My Top Ten List of Assets Women Have to Save the World NOW

By Pat Mitchell

Pat Mitchell Remarks
at the Omega Institute Women and Power Conference
Opening Night Dinner with faculty/moderators/special guests
September 11-13, 2009


My top ten list of assets women have to save the world NOW:

#1: Us
Women in this room and around the world with wisdom and experience. We are the builders/architects/designers/ laborers/teachers/students/mentors and mentees/journalists/storytellers/activists and actors…all of us doing the work, on the ground and at the top levels across every sector of society. We are the change agents creating change and it’s time to scale up our work with collective strategies and new coalitions.

#2: Next generation of Us:
That’s what this conference is about…building bridges to the next generation and with them, we can surely build the bridge to the future. The next generation of feminists are an asset we need to know and nurture but as is clear at this conference, they are already a big asset…and ready to move forward.

#3 Men
In every generation there are men who believe in the power of women; who understand the value of investing and supporting women and girls and who know that they can’t hold up their half of the sky without fully empowered women holding up theirs.

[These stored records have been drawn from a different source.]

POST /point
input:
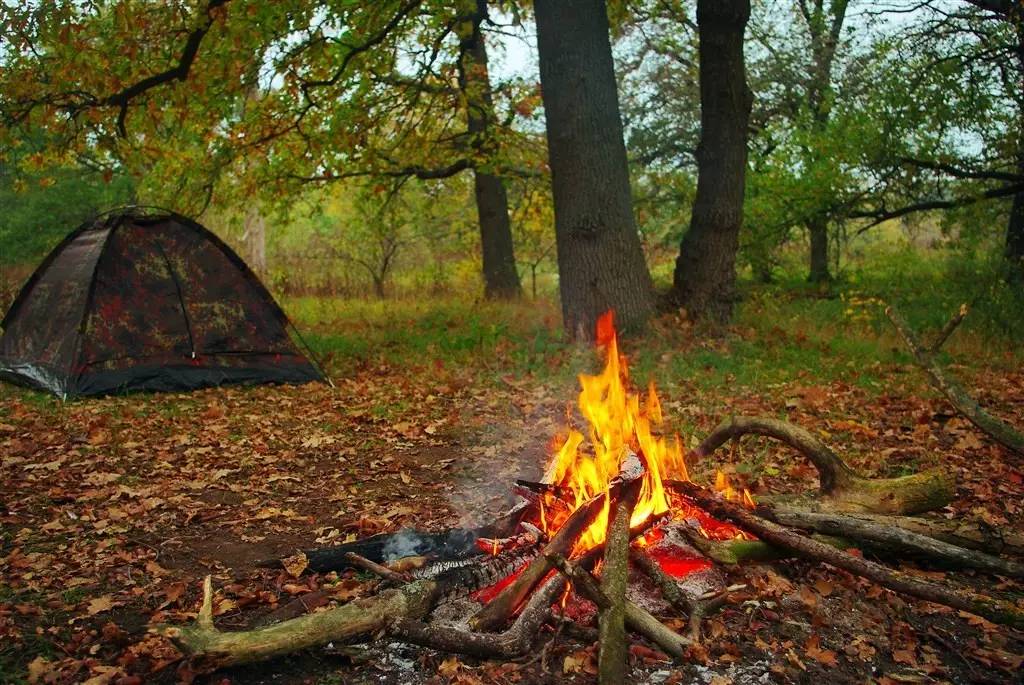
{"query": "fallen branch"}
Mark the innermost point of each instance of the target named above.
(382, 571)
(998, 430)
(358, 617)
(891, 539)
(638, 619)
(514, 642)
(695, 607)
(997, 611)
(842, 487)
(499, 609)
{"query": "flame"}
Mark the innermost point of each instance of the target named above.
(619, 424)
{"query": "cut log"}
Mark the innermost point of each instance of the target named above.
(995, 428)
(611, 659)
(637, 618)
(996, 610)
(899, 542)
(842, 488)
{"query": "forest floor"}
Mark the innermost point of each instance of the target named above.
(113, 510)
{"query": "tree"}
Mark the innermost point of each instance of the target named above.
(397, 88)
(500, 275)
(705, 277)
(600, 262)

By the way, I moved this asset up to # 3 after reading the headlines from recent research that Maria Shriver did for her project, “A Woman’s Nation”. Preliminary findings indicate a significant shift among American men…especially married men…who in much larger numbers than previously documented, recognize the economic assets of women fully and fairly employed and compensated.

More than ¾ of men surveyed supported their wives working. And that’s a good thing because women make up more than half the workforce in the US.

Maria’s research indicated, however, that there is still a way to go towards equitable sharing of family responsibilities and still some differences in the measurements for best marriages.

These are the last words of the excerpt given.